What I just told you about is called fragmentation. And this is the reality of your projects, your source code and your teams. They are fragmented. You don't know by how much — yet.

I once knew a company, they worked in the media industry. They had multiple teams of about 10-15 people each. There was the iOS team, a web-dev team and a payments team. There was a business intelligence department and a tools team (now called DevOps). These were the teams I was aware of. I believe there were even more people working on code. This company already existed for several years when I learned of them. Code was written for many years and fluctuation of team members was relatively high. A couple of people left and joined each year. A developer, let's call her Alice (Bob will make an appearance later on as well!), had written a very important part of their application. It was of high importance to the business domain with calculations and business logic and everything. Like I said, it was IMPORTANT! Remember what I just said about the fluctuation? Alice had left the company two years ago. She was the only one who've created that important module. It was classic legacy code — which is a code word for "it had no tests".

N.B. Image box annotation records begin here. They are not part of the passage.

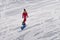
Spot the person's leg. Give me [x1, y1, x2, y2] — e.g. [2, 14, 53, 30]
[23, 18, 26, 24]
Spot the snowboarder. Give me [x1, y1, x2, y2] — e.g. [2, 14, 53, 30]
[22, 9, 28, 24]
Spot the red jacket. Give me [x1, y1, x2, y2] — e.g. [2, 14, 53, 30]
[22, 12, 28, 18]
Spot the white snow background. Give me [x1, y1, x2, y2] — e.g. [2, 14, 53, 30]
[0, 0, 60, 40]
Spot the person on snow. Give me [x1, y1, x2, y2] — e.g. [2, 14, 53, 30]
[22, 9, 28, 24]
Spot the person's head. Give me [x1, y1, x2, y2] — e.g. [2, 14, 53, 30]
[24, 9, 26, 11]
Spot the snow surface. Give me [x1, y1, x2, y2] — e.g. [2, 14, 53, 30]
[0, 0, 60, 40]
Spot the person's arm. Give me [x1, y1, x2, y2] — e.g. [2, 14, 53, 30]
[27, 13, 29, 17]
[22, 13, 23, 18]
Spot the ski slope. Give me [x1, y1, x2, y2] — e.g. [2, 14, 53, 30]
[0, 0, 60, 40]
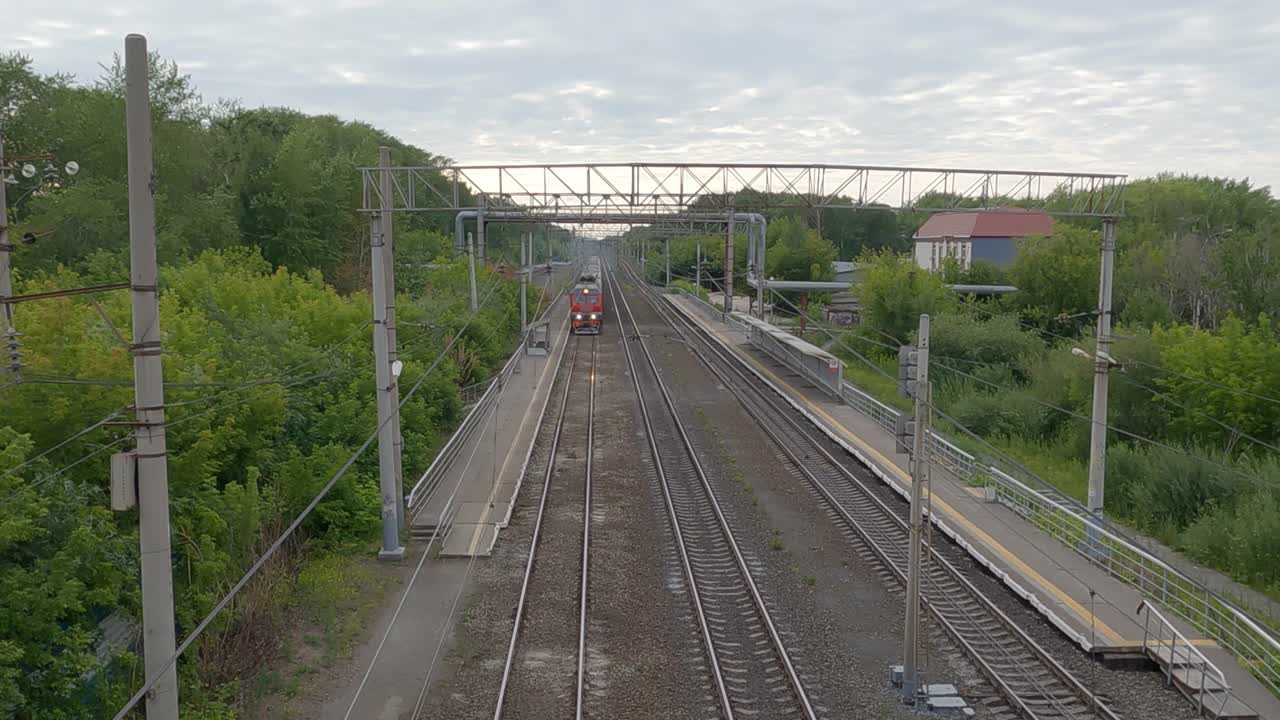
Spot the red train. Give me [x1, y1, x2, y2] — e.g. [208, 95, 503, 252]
[568, 256, 604, 334]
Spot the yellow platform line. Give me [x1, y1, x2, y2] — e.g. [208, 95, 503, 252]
[703, 313, 1140, 646]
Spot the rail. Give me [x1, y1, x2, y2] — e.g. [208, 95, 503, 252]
[676, 283, 1280, 696]
[1138, 601, 1231, 717]
[605, 265, 817, 720]
[666, 272, 1116, 720]
[404, 263, 573, 518]
[406, 342, 525, 518]
[458, 378, 494, 407]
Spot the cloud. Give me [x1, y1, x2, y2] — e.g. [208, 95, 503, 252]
[453, 37, 529, 50]
[6, 0, 1280, 183]
[556, 82, 613, 97]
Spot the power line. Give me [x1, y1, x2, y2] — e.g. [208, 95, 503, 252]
[1116, 373, 1280, 452]
[962, 299, 1280, 405]
[0, 434, 133, 505]
[0, 409, 124, 478]
[937, 363, 1277, 489]
[113, 270, 509, 720]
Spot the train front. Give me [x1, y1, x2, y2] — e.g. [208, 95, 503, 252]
[570, 284, 604, 334]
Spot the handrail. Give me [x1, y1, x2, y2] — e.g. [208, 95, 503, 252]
[1137, 600, 1231, 717]
[669, 283, 1280, 696]
[406, 266, 573, 518]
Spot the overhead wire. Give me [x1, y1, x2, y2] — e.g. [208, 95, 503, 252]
[931, 363, 1280, 489]
[113, 277, 499, 720]
[0, 407, 124, 478]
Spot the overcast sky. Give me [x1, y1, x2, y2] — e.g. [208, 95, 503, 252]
[10, 0, 1280, 186]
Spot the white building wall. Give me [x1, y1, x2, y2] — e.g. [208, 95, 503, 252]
[911, 238, 973, 272]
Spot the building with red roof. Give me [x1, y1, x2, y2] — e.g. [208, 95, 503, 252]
[914, 208, 1053, 270]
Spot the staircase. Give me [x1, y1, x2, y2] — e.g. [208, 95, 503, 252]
[1138, 601, 1258, 720]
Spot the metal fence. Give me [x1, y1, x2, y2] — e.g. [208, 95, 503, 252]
[841, 382, 1280, 696]
[406, 330, 525, 518]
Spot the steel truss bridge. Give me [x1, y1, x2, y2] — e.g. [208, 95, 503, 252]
[360, 163, 1125, 217]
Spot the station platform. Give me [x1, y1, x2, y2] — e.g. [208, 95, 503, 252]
[410, 297, 568, 557]
[664, 295, 1280, 720]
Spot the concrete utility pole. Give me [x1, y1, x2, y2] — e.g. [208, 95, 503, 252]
[520, 233, 534, 342]
[378, 146, 407, 532]
[667, 237, 671, 287]
[694, 236, 703, 287]
[124, 35, 178, 720]
[724, 209, 733, 317]
[467, 233, 480, 313]
[755, 223, 769, 320]
[902, 315, 932, 702]
[0, 136, 22, 382]
[1088, 218, 1116, 534]
[369, 169, 404, 560]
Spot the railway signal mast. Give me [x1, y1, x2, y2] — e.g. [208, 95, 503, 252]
[895, 315, 932, 703]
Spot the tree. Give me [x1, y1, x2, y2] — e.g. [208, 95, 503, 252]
[852, 250, 956, 345]
[765, 212, 836, 281]
[1009, 225, 1100, 332]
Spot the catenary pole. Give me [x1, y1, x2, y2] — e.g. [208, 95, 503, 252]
[467, 233, 480, 313]
[667, 237, 671, 287]
[378, 146, 408, 532]
[694, 236, 703, 289]
[124, 35, 178, 720]
[520, 233, 534, 342]
[0, 136, 22, 380]
[1088, 218, 1116, 537]
[902, 315, 932, 702]
[724, 208, 733, 317]
[369, 161, 404, 560]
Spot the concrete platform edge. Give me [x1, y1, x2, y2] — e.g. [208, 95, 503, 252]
[663, 295, 1094, 652]
[489, 313, 568, 527]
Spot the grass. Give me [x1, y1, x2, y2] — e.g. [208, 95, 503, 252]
[242, 547, 390, 717]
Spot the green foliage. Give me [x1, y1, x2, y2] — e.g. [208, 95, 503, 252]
[765, 212, 836, 281]
[671, 274, 710, 297]
[1153, 315, 1280, 451]
[929, 313, 1044, 379]
[1009, 225, 1098, 333]
[854, 250, 956, 345]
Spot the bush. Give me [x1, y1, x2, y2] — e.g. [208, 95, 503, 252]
[1178, 489, 1280, 593]
[671, 275, 710, 302]
[929, 313, 1044, 380]
[1106, 443, 1247, 536]
[945, 392, 1044, 438]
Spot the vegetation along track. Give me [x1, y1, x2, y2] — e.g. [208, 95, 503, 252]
[627, 266, 1116, 720]
[493, 338, 596, 720]
[605, 260, 817, 720]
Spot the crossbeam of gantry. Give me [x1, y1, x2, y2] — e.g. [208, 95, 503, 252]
[361, 163, 1125, 219]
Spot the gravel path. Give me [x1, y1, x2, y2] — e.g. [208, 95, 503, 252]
[629, 269, 1196, 719]
[618, 270, 926, 719]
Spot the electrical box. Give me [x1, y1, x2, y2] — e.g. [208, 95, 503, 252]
[111, 451, 138, 512]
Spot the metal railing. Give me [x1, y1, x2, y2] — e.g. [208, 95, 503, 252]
[406, 342, 525, 518]
[1138, 601, 1231, 717]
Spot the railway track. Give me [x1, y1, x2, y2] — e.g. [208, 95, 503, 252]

Of course, there were bugs in that module. And what's the common fate all bugs share? They have to be fixed! Since Alice was AWOL^[Absent Without Official Leave: A term used in the United States Military to describe a soldier or other military member who has left his or her post without permission (usually in disagreement with a particular order).] somebody else had to take over. The code was legacy, hard to work with and nobody wanted to take any responsibility for it. It was a software development no man's land.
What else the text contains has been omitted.